Quanto aos clientes... Ah, esses são figurantes de pouca importância. Afinal, a
burocracia têm os olhos voltados para as suas próprias entranhas. E só encontra
justificação em si própria. Esta leitura não pode ser aplicada às empresas que hoje
se dão conta de que a comunicação é um diferencial competitivo na conquista e
fidelização do cliente. Mas quando se reconhece a necessidade de dar tratamento
integrado à comunicação organizacional, não há como perder de vista o cliente
interno. Na comunicação interna das organizações, porém, ainda é forte a
utilização das regras redacionais do burocratês. Gramática burocrática Expressões como "especial fineza", "obsequiosa atenção" e outras
do gênero, que invariavelmente comparecem nas correspondências, são referenciais banais
de uma cortesia pouco sincera.
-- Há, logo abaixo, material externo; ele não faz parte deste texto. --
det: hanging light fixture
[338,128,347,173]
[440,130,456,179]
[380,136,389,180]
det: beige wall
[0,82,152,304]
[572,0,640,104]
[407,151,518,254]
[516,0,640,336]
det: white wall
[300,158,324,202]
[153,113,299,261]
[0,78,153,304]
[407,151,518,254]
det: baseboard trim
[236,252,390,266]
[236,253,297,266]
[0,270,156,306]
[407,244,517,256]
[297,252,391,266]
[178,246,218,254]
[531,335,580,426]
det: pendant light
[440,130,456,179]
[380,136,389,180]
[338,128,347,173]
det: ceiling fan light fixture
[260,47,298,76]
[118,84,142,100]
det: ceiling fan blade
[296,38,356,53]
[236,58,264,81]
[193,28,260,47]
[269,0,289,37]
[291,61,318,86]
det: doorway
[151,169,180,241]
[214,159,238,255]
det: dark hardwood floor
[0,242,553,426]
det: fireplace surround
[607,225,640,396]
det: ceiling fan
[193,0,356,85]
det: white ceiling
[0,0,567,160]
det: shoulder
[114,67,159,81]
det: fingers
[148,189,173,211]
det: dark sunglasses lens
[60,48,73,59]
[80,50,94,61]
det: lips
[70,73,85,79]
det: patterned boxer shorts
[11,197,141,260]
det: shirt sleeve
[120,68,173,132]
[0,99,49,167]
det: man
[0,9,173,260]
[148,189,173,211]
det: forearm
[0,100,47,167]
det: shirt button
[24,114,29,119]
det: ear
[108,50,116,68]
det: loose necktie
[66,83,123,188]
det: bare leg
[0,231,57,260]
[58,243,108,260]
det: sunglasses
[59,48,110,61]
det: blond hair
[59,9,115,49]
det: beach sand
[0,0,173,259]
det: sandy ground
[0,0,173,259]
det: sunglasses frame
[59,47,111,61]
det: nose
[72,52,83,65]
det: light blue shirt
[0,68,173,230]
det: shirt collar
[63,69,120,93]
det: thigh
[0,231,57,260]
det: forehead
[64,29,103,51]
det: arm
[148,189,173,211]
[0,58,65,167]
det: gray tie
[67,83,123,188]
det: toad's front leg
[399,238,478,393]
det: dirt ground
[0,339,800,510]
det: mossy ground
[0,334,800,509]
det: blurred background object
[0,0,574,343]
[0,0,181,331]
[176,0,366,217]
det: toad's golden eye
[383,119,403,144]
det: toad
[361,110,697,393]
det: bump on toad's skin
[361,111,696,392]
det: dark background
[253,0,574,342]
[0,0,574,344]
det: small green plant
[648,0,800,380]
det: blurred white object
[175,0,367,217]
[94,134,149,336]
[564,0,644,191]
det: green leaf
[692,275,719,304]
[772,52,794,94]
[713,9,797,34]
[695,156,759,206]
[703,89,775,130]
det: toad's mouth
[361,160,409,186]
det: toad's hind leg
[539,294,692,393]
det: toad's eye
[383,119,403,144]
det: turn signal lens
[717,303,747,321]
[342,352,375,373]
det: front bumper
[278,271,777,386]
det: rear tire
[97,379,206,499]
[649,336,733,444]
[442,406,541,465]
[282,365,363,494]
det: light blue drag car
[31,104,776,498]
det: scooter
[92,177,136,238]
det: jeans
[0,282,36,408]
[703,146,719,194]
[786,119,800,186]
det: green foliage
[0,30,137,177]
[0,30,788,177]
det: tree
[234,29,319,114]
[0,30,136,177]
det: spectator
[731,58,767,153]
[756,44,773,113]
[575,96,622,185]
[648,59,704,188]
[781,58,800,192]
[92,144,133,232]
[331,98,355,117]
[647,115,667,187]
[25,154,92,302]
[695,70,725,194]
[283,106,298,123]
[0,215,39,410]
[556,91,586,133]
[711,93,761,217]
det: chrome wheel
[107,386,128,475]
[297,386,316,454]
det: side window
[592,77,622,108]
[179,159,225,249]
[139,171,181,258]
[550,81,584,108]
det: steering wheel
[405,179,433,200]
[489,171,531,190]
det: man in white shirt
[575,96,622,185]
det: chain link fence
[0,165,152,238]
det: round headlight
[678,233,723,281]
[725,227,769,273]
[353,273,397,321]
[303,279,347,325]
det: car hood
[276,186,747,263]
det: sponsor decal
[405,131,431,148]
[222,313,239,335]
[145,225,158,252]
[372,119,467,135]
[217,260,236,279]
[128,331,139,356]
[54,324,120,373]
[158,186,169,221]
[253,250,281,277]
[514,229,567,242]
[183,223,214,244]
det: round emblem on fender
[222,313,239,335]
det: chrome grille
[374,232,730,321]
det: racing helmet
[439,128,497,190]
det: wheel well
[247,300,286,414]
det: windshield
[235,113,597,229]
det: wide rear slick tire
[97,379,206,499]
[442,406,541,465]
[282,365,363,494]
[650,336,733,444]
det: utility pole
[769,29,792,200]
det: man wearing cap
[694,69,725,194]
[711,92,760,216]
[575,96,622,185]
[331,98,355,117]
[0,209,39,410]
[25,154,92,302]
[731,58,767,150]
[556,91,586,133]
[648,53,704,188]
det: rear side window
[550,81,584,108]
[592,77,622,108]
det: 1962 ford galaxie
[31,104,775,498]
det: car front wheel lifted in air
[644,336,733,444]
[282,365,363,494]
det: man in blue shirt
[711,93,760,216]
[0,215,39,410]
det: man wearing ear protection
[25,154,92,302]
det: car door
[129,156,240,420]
Sua reiterada explicitação esvazia de sentido a
expressão, atuando mais como marcador simbólico de um respeito supostamente subjacente
em todo relacionamento (não só comercial, mas humano) que não necessita ser
insistentemente consignado. Percebe-se nas mensagens que o redator, temendo ser vulgar,
evita escrever de modo simples e direto. Mas não é o uso de frases sintaticamente
complexas, com expressões eruditas, que torna o pensamento mais rico. Uma mensagem
ininteligível pode, inadvertidamente, passar a idéia de que o seu conteúdo não é
verdadeiro. A clareza de pensamento se manifesta através de textos que, lidos, são
facilmente entendidos pelo leitor. O investimento na redação excessivamente elaborada
consome desnecessariamente tempo do redator e do leitor, e a empresa perde com isso. Quousque tandem No passado, citávamos expressões e até mesmo frases em latim para enobrecer os
textos. Felizmente, os data venia estão ficando restritos ao meio jurídico. Nas
empresas, substituímos o latim pelo inglês. Não tem sentido ficar inventando tradução
para palavras do inglês que já estão acomodadas no vocabulário do brasileiro. As
novidades na área de informática, por exemplo, chegam tão rápidas e com tal
intensidade que não há tempo de se criarem nomes correspondentes no português para os
produtos. O que deve ser combatido é o exagero de citações em inglês, colocadas nos
textos com a pretensão de mostrar sintonia com as idéias administrativas dos gurus
americanos. Acabamos por repetir, qual papagaio, expressões importadas sem dar conta de
seu significado. Lê-se memorando convocando os funcionários para se dedicarem a
determinado projeto "full time o tempo todo". Vê-se mensagem que determina a
data para "startar o início do processo". O gesto redacional de utilizar
vocábulos do inglês é uma atualização do vício de escrever latinismos. Sugere a
intenção do autor de escrever para não ser entendido. Nada mais do que manter a
coerência de um perverso acordo tácito ainda existente em muitas organizações, em que
uns escrevem para não serem lidos e outros lêem para não entenderem. Em vez de
reproduzir expressões de inglês para impressionar o leitor, vamos copiar, sim, a
preocupação dos americanos com a simplificação da linguagem burocrática. Deu no The
Economist (6/6/98) que o presidente dos EUA emitiu um memorando executivo determinando que
os burocratas passem a utilizar plain language ao escrever qualquer novo documento
dirigido ao povo americano. Clinton sabe do que está falando. Se passarmos a utilizar
linguagem simples nos textos administrativos, o processo de trabalho ganha em eficácia.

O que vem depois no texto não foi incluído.